4. **Curcumin**: Found in turmeric, curcumin has anti-inflammatory properties that might benefit brain health.

However, more research is needed to determine their efficacy and safety specifically for secondary Parkinson's disease. Always consult with a healthcare professional before starting any new treatment.
Peptides
Secondary Parkinson's disease, also known as atypical Parkinsonism, refers to conditions that cause Parkinsonian symptoms but are due to known causes other than idiopathic Parkinson's disease. These causes could include medication side effects, toxic exposures, or other neurological diseases.

Peptides: Research is ongoing to explore the role of peptides in the treatment of Parkinson's disease. Peptides can influence brain health, neuroprotection, and potentially slow disease progression. Some studies investigate peptide vaccines or peptide-based therapies to modulate the immune system or enhance neuronal survival.

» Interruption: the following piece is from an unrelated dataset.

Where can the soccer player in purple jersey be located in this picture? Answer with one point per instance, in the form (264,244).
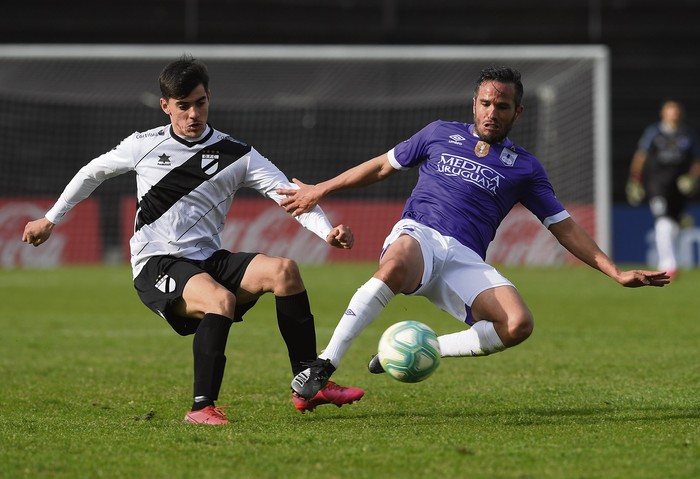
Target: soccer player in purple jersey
(471,175)
(187,174)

Nanotechnology (Nan): Nanotechnology has emerging applications in Parkinson's disease, focusing on improving drug delivery, diagnostics, and neuroprotection. Nanoparticles can be engineered to cross the blood-brain barrier, providing targeted delivery of therapeutic agents directly to the brain. This can enhance the efficacy of treatments while minimizing side effects. Additionally, nanotechnology-based diagnostics are being developed for early and more accurate detection of Parkinsonian disorders.

These approaches are mostly in experimental stages, and their potential impact on secondary Parkinson's disease specifically is an area of active investigation.